Fargo explicitly contrasts this self-sacrificial responsibility with feminist victimhood by having Peggy give her own speech immediately following Lou’s:
Peggy: I never meant for any of this to happen. …Not to Ed. Not to anybody. I just wanted to be someone. …I wanted to choose, be my own me, not be defined by someone else’s expec— …Cause I’m a victim, too. Was a victim first, before him.
Lou: Victim of what?
Peggy: You wouldn’t understand. You’re a man. It’s a lie, okay—that you can do it all—be a wife and a mother and this self-made career woman, like there’s 37 hours in a day. And then, when you can’t, they say it’s you. You’re faulty…like you’re inferior somehow. And like—like, if you could just get your act together— until you’re half mad with—
Lou: People are dead, Peggy.
Some critics have interpreted Lou’s interruption of Peggy as insensitivity, a failure to listen to a woman’s legitimate grievance. But aside from the fact that Peggy has just gotten her husband and a number of other people killed and this is a singularly inappropriate moment to make this all about her victimhood, Lou is anything but dismissive of women. His daughter Molly (who he will raise largely on his own) will grow up to be an excellent police officer and the strongest character in Fargo’s first season.
Moreover, who was it who told Peggy that she should be both a wife and mother and a “self-made career woman”? Certainly not the patriarchy. Speaking to Sheriff Larsson, Peggy had justified her irresponsible behavior in terms of this precise ideal, but when reaping the miserable consequences, she portrays herself as a victim of those expectations.

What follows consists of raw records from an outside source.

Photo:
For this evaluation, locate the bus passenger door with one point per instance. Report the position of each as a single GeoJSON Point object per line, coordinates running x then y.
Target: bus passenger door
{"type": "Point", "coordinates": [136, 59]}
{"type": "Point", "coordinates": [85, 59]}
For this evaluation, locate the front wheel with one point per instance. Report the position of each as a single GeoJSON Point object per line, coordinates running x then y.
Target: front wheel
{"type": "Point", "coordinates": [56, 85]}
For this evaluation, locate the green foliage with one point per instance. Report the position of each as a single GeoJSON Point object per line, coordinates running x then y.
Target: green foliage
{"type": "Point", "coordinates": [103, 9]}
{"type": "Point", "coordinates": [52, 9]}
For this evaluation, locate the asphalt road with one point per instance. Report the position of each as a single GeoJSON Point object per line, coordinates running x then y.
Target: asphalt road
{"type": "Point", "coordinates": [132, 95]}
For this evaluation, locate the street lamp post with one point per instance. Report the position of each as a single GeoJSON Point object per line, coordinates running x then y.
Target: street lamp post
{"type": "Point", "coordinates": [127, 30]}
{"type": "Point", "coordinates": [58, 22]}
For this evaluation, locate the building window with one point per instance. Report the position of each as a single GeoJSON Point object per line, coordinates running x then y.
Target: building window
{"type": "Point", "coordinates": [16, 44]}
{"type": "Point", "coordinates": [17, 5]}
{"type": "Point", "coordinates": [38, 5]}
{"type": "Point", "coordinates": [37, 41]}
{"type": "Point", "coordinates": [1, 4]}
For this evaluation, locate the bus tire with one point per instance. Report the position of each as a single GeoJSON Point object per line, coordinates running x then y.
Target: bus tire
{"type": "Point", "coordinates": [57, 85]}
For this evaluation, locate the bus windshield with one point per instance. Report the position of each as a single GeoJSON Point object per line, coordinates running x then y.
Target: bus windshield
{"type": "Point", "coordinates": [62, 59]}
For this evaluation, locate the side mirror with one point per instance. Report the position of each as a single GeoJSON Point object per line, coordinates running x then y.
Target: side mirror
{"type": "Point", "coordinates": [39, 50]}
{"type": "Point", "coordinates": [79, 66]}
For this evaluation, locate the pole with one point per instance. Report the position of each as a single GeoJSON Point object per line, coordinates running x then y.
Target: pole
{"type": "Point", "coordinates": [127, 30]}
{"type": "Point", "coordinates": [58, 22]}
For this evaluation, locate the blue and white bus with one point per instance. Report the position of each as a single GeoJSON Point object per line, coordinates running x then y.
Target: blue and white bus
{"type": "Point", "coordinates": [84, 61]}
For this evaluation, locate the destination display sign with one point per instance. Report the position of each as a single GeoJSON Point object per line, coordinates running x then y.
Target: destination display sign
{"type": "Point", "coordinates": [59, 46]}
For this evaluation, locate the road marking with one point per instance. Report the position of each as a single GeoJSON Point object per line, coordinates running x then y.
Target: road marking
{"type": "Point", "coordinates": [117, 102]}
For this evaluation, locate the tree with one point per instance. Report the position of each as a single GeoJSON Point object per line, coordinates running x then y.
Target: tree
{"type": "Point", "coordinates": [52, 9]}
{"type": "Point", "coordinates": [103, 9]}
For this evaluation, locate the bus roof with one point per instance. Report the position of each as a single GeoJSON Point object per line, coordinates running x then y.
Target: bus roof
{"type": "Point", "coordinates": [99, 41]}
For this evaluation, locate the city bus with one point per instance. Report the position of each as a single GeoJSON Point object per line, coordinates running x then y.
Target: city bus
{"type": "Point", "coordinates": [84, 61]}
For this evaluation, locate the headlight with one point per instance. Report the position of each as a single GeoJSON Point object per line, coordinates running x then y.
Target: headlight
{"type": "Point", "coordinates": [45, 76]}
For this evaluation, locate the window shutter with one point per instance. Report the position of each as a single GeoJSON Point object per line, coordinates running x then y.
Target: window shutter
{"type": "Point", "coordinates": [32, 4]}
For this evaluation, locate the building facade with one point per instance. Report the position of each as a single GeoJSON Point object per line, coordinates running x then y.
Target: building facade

But all is not lost for Peggy: she still holds out the hope of being allowed to serve out her prison sentence in California.
Season two of Fargo offers a critique of feminism that is unusual, to say the least, in a prestige TV drama. Its themes are brought out further by multiple parallels between characters.
With Peggy Blumquist and Simone Gerhardt, we can see the bad influence of different forms of feminism and how such aberrant ideologies have more room to wreak havoc in those who are more vulnerable. Yet these same women, in one sense victims of feminism (though, of course, Simone is far more a victim of her father), also use it to excuse their own evil behavior. We also see how feminism has been useful to predators (male or otherwise) by observing how Constance Heck and Mike Milligan both use the language of women’s liberation in strikingly similar ways in order to exploit Peggy and Simone sexually.
Finally, in contrast to the Blumquist and Gerhardt families, we have the Solversons. Lou and Betsy model male and female responsibility. Each has a strong sense of self but finds meaning in serving the common good of the family, which, according to Betsy, is a mandate from God Himself.